Clear type definitions

Definitions of the output_type is fed into LLM as guidance to generate the output. To improve the quality of the extracted information, giving clear definitions for your dataclasses is especially important, e.g.

  • Provide readable field names for your dataclasses.
  • Provide reasonable docstrings for your dataclasses.
  • For any optional fields, clearly annotate that they are optional, by SomeType | None or typing.Optional[SomeType].

Input data:

  • text (type: str, required): The text to extract information from.

Return type: As specified by the output_type field in the spec. The extracted information from the input text.

EmbedText

EmbedText embeds a text into a vector space using various LLM APIs that support text embedding.

The spec takes the following fields:

  • api_type (type: cocoindex.LlmApiType, required): The type of LLM API to use for embedding.

  • model (type: str, required): The name of the embedding model to use.

  • address (type: str, optional): The address of the LLM API. If not specified, uses the default address for the API type.

  • output_dimension (type: int, optional): The expected dimension of the output embedding vector. If not specified, use the default dimension of the model.

    For most API types, the function internally keeps a registry for the default output dimension of known model. You need to explicitly specify the output_dimension if you want to use a new model that is not in the registry yet.

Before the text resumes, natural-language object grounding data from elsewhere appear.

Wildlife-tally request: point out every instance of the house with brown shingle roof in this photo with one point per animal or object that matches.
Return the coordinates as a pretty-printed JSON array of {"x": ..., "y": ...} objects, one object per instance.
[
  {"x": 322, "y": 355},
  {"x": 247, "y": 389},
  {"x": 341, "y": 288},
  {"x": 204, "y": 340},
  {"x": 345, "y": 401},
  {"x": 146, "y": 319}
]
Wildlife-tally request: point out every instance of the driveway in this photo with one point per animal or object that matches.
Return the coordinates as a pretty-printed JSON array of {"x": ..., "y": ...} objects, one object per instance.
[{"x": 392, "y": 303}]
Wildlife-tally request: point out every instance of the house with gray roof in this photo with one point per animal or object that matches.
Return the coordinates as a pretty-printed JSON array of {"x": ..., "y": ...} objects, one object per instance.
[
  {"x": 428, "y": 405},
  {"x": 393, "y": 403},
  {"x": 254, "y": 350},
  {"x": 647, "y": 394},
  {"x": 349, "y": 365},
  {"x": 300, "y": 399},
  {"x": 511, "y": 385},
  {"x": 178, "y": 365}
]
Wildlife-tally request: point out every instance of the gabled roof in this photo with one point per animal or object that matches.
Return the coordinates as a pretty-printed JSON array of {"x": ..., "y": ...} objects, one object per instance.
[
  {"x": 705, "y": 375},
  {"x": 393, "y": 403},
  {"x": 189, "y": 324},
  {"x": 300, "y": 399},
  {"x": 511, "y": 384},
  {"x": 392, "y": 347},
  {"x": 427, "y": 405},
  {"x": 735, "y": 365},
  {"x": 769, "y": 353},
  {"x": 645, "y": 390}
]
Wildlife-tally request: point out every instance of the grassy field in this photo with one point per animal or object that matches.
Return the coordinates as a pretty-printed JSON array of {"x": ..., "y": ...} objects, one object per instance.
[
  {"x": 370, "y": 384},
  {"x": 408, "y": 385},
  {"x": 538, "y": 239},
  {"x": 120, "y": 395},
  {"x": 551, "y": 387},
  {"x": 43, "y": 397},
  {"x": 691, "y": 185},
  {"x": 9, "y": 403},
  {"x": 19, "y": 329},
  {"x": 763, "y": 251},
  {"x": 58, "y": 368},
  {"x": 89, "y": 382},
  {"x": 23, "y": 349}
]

  • task_type (type: str, optional): The task type for embedding, used by some embedding models to optimize the embedding for specific use cases.

Supported APIs for Text Embedding

Not all LLM APIs support text embedding. See the LLM API Types table for which APIs support text embedding functionality.

Input data:

  • text (type: str, required): The text to embed.

Return type: vector[float32; N], where N is the dimension of the embedding vector determined by the model.